La biotechnologiste Daniela Marino et Fabienne Hartmann-Fritsch, biologiste et Chief Clinical Officer chez Cutiss, connaissent ces complications. «Dans le cadre de nos recherches et de notre première étude clinique, nous avons suivi des patients sur une longue période. Quand l’on voit de telles blessures, la motivation pour trouver de nouvelles technologies vient d’elle-même», souligne Daniela Marino. Les deux femmes se sont rencontrées en 2009 dans le cadre du projet de recherche des professeurs Ernst Reichmann et Martin Meuli à l’hôpital pédiatrique de Zurich. «Quand j’ai entendu parler de ce projet pour la première fois, j’ai su que je voulais en faire partie. À l’époque, je n’aurais pas imaginé un jour être CEO de la société qui cultive des greffes cutanées pour venir en aide aux personnes souffrantes», précise Daniela Marino.

Après plus de 15 ans de recherche, Cutiss est en mesure de produire des greffons cutanés personnalisés au moyen de la biotechnologie. Le principe de «denovoSkin» est simple: «Une surface de la peau de la taille d’un timbre est retirée du patient et agrandie jusqu’à 70 fois, ce dans un délai d’un mois», explique Fabienne Hartmann-Fritsch. La blessure causée par la biopsie sur le patient guérit ensuite comme une égratignure. «Nous divisons le morceau de peau en plusieurs couches en laboratoire et multiplions ensuite les différents types de cellules séparément. Une fois que nous avons suffisamment de cellules, nous les remettons ensemble dans un plus grand morceau de peau», précise Fabienne Hartmann-Fritsch. Cependant, pour assurer une transplantation sans rejet par le patient et sans cicatrices excessives, l’équipe de chercheurs a dû continuellement faire face à de nouvelles questions: quels types de cellules faut-il prendre? Quelle matrice doit-on utiliser pour qu’à la fin le chirurgien reçoive le bon morceau de peau? Quel pansement est capable de maintenir la peau ensemble? La première étude clinique sur l’innocuité de «denovoSkin» a été achevée et publiée récemment. Des études sur son efficacité sont en cours. «Voir la technologie en action est une étape importante. Pour nous, les premiers résultats positifs obtenus après des années de recherche constituent un véritable succès», indique Daniela Marino.

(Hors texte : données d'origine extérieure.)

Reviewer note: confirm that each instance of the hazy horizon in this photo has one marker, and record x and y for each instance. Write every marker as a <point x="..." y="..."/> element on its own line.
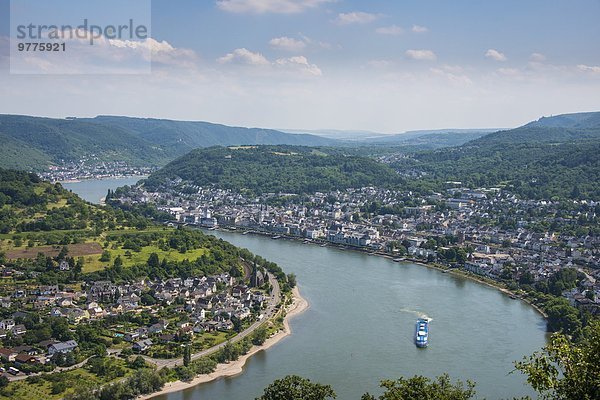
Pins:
<point x="386" y="67"/>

En laboratoire, pour le monde entier

Cutiss est une entreprise en pleine croissance. Depuis sa création en 2017, 16 nouveaux collaborateurs sont venus rejoindre Fabienne Hartmann-Fritsch et Daniela Marino. «Au début, nous venions tous du milieu de la recherche académique. Grâce à nos investisseurs, nous avons pu engager des experts d’autres domaines: développement de l’entreprise, comptabilité, ressources humaines, etc.», déclare Fabienne Hartmann-Fritsch.

Les deux fondatrices n’éteignent jamais leur smartphone. «Il est de plus en plus difficile de maintenir la pression tout en préservant un équilibre entre vie professionnelle et vie privée», reconnaît Daniela Marino. Qu’est-ce qui distingue une jeune pousse des autres entreprises? «La rapidité», affirme Fabienne Hartmann-Fritsch. Les prochaines étapes sont déjà clairement définies. Primo, faire des recherches sur la culture de la peau pigmentée. Il s’agit ici de se concentrer davantage sur l’apparence que sur la fonction de la peau. Secundo, développer une machine susceptible de cultiver de la peau. «Nous devons pouvoir produite la meilleure peau qui soit le plus rapidement possible. Un corps moyen est recouvert de 1,7 mètre carré de peau. C’est beaucoup. Une telle surface ne peut pas être produite manuellement. C’est un travail trop compliqué et trop cher», concède Daniela Marino. Outre la réduction des coûts de production, le développement technologique présente un autre avantage: si nous pouvions produire de la peau à Zurich, il devrait alors être possible de le faire de manière automatisée à Hong Kong, par exemple. Fabienne Hartmann-Fritsch ajoute: «Après avoir commencé nos recherches à l’Université de Zurich et à l’hôpital pour enfants de Zurich, nous sommes fiers à l’idée de bientôt pouvoir aider les brûlés du monde entier.»